Assembly Democrats appear unlikely to pass a controversial bill expanding health care for illegal immigrants as they pushed to finish their legislative work for the year by Wednesday night.
Gov. Kathy Hochul expressed concern that subsidized health care for illegal immigrants might leave the state holding an annual $3 billion dollar tax bill, despite the feds picking up the tab in the short term.
“I… have to be cognizant of the extraordinary costs that are being imposed on New York state taxpayers at a time when the warnings about our finances are troubling,” the governor told reporters.
But not all Democrats shared Hochul’s fiscal worries.
“We’ve built more support [for healthcare] than ever before with 62 co-sponsors, the support of labor, the business sector, health plans & Members of Congress,” Assemblywoman Jessica Gonzalez-Rojas (D-Queens) tweeted Wednesday.
“It’s time for a vote,” she added about the bill, which passed the state Senate weeks ago.
But Speaker Carl Heastie (D-Bronx) was on track to guide his Democratic supermajority through the end of the 2023 session without holding divisive votes on some controversial bills during a two-day legislative session convened after the chamber blew past an original June 8 deadline.
Even before the 150 Assembly members returned to Albany, the Bronx powerbroker had already ruled out a floor vote on a controversial proposal to allow the Hochul to strike a deal with the Seneca Nation that would allow a casino to open in Rochester.

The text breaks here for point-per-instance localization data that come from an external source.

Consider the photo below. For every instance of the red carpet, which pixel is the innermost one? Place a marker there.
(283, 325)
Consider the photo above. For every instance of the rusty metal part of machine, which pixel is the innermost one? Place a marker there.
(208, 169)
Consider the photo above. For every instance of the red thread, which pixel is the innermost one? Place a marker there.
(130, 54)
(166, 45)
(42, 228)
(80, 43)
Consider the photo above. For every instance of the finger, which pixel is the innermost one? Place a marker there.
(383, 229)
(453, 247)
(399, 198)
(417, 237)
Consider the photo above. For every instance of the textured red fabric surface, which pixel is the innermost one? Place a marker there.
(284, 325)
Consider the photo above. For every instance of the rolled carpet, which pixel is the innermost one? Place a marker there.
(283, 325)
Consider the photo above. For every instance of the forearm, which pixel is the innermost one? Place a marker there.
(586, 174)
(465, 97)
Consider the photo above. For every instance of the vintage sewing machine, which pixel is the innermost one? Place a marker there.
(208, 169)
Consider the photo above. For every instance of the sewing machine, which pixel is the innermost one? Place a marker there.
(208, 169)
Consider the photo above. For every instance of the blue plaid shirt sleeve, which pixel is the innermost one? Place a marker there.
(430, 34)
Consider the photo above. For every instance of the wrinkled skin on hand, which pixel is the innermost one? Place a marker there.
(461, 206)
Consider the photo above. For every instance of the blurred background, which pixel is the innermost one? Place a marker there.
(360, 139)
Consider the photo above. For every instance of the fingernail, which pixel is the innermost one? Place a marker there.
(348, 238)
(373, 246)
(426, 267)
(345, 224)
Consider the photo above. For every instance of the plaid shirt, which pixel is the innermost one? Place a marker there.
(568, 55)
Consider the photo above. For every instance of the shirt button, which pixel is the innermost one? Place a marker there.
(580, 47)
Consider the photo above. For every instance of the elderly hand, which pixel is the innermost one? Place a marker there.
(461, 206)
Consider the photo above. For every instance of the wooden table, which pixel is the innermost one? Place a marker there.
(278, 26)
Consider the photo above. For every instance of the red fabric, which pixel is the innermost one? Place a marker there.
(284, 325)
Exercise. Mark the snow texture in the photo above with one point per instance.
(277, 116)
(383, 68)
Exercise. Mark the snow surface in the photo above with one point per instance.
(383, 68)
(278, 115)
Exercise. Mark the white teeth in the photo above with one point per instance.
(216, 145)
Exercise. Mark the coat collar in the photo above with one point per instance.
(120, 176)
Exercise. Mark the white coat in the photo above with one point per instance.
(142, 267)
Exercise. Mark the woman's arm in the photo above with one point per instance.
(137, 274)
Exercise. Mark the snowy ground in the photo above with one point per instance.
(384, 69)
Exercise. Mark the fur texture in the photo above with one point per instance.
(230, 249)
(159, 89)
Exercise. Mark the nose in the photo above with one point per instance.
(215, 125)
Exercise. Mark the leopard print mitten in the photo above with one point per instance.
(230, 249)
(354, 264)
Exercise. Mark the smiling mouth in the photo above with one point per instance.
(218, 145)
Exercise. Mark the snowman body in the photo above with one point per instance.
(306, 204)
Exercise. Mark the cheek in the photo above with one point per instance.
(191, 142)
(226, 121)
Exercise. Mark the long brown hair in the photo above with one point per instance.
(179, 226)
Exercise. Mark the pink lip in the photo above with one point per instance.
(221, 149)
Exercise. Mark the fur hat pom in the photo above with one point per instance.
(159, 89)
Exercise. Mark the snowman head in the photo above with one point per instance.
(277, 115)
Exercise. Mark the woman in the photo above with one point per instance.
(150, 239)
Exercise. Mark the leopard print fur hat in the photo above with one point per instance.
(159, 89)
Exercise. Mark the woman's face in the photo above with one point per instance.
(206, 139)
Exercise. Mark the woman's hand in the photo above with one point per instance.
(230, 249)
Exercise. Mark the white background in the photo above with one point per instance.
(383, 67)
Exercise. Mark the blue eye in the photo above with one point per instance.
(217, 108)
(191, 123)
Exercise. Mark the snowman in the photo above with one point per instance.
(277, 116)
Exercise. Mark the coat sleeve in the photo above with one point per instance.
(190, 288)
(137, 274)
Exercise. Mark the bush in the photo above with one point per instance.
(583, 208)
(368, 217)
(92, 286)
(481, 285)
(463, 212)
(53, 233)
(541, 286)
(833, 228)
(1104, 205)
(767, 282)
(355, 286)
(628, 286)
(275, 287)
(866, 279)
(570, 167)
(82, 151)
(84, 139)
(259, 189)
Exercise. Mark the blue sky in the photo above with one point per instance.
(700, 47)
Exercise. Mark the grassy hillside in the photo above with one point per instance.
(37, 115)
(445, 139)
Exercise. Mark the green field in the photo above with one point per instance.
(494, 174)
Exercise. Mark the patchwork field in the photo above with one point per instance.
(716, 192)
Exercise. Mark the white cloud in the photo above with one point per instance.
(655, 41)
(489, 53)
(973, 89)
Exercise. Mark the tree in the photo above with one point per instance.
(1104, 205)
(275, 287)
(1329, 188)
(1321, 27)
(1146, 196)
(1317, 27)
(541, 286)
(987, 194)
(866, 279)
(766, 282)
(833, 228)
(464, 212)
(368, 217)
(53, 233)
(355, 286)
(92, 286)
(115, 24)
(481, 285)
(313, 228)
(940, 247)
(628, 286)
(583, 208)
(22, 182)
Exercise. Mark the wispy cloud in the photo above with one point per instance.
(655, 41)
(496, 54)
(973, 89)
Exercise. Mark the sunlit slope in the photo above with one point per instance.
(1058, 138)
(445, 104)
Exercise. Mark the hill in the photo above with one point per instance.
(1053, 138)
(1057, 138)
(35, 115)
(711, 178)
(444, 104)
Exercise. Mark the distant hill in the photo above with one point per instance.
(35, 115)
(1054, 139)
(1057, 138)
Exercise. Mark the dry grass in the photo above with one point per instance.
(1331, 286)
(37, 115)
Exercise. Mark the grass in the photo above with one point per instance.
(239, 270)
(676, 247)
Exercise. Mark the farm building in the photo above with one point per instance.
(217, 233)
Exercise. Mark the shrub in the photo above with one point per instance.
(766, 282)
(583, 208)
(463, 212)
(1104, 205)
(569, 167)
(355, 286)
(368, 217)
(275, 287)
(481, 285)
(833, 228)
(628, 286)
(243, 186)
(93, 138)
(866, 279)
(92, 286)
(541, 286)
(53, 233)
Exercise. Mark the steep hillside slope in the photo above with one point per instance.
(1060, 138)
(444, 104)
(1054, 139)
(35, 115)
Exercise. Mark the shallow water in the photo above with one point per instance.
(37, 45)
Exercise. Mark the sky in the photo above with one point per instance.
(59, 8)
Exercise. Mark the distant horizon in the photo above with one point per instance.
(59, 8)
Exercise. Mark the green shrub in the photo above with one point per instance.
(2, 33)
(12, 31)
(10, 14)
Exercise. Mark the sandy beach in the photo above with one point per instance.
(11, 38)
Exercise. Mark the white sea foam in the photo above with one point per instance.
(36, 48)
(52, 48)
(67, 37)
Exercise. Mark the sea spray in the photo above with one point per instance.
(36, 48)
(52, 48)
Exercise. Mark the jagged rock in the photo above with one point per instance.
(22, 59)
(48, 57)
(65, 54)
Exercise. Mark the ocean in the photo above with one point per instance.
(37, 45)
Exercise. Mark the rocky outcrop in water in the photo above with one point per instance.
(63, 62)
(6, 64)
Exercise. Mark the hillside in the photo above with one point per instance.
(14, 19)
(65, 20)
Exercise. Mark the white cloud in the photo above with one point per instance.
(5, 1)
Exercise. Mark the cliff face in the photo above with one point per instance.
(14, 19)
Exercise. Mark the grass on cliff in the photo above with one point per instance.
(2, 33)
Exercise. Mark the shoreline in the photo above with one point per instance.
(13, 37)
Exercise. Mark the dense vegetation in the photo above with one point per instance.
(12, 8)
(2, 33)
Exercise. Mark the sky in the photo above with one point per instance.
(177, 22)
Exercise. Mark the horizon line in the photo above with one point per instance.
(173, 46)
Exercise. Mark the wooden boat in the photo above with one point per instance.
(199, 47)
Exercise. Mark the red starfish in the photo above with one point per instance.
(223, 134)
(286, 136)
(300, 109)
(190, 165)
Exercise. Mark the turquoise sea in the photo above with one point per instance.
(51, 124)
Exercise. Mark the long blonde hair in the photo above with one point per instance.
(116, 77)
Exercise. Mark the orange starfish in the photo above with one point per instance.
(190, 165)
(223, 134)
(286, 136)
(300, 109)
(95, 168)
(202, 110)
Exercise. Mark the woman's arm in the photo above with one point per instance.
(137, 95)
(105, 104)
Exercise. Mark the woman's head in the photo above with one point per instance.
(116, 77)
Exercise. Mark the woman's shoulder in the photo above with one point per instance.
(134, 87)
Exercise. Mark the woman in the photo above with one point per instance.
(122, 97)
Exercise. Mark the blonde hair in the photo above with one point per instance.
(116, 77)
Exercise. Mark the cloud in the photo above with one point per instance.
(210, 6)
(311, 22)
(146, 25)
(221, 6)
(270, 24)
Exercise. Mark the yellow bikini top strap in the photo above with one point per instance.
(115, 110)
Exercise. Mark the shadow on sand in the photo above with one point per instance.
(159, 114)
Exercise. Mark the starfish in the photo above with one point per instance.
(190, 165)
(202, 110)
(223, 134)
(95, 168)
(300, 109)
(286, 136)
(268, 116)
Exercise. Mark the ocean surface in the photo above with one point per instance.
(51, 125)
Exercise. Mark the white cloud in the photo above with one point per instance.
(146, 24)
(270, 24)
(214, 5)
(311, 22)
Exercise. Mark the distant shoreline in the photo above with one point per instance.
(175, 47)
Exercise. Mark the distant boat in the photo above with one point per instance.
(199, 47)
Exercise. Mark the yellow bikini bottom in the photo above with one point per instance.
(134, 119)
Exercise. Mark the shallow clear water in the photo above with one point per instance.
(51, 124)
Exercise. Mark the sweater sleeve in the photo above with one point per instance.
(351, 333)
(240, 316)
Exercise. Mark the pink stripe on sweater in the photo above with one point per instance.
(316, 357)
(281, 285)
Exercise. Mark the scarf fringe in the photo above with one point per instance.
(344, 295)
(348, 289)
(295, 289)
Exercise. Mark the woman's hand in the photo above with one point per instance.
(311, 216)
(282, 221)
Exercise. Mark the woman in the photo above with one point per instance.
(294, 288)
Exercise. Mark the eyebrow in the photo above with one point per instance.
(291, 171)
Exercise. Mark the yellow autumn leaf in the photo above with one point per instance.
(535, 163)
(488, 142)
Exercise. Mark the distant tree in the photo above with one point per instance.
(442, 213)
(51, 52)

He also kept “Sammy’s Law” on ice that would have allowed New York City to impose a 20 m.p.h. speed limit on some streets after outer borough Democrats expressed concerns about traffic safety fatigue in their districts.
A Heastie spokesman did not respond to a request for comment Wednesday afternoon about whether the speaker also planned on keeping a cork on the “Coverage for All” bill to provide subsidized health care to illegal immigrants.
Other bills sailed through the chamber on Tuesday and Wednesday with little friction between Assembly Democrats.
- The chamber approved the “Challenging Wrongful Convictions Act” to make it easier for people to overturn their sentences if new evidence emerges.
- Another bill requiring Limited Liability Companies to reveal their true owners also passed the Assembly by a healthy margin.
- Democrats are also expected to approve a proposal that offshore wind developers says is critical for linking green energy to the grid.
- Environmentalists are also celebrating passage of a bill to ban the dumping of radioactive water into the Hudson River from the Indian Point nuclear power plant site.
- A resolution outlining $340 million in funding for local community groups and governments was also slated to pass on Wednesday.
Assembly Minority Leader William Barclay (R-Fulton) expressed relief on Wednesday that Democrats might be done with lawmaking for the year despite ongoing talk about reconvening later in the year to consider issues like housing.
“The Legislature is finally leaving Albany – and that’s probably the best news for New Yorkers,” he said.
“Meanwhile, some major concerns are looming on the horizon. We’re in the middle of a migrant crisis and staring at a $9 billion budget hole next year. Session may be over, but lots of work still needs to be done.”